Hello Rasmus,
Sunday, October 31, 2004, 11:27:40 PM, you wrote:
On Sun, 31 Oct 2004, moshe doron wrote:
where the problem about 'taking it ever further'? I'm +1 for {-1} and more +1 for {-4,2} python likeness.
That starts getting confusing. I assume that translates to the 3rd and 4th chars from the end of the string. And, to verify that I went and looked it up and it turns out that's not the case in Python. They use [start_index:end_index] so [-4:2] would be the 4th char from the end until
the 2nd char in the string, so for a 6 char string or longer that would return nothing, but worse, my initial guess at what it did was wrong. I don't like features where my first guess at what something does is wrong.
Same from here. If we do it it should behave like a short form of substr.

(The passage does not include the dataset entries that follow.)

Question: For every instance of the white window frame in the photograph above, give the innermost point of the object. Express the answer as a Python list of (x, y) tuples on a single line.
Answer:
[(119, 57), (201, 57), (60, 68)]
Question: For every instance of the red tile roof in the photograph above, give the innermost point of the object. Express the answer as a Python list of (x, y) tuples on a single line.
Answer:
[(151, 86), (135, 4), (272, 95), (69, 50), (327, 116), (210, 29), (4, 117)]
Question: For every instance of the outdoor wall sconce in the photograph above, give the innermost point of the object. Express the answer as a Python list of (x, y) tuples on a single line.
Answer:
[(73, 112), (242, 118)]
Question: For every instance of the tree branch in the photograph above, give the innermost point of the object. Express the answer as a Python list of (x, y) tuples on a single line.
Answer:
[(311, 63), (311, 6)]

{} returns a single character a certain offset from 0, I don't see any reason to implement any of substr's advanced features. $a{3} returns the 4th character. $a{-3} would return the 4th character from the end. Simple, end of story. It would reduce the errors I inevitably get whenever using a complex feature like substr(). The three choices:
1) substr($a, strlen($a) - 1); 2) $a{strlen($a) - 1} 3) $a{-1}
It's pretty obvious that the 3rd choice lowers the potential for all kinds of bugs (mistypign, wrong parameter name, incorrect parameter placement), and is much more readable. For those who already know how {} works in PHP, it's also obvious what it does at the first look without any speculation.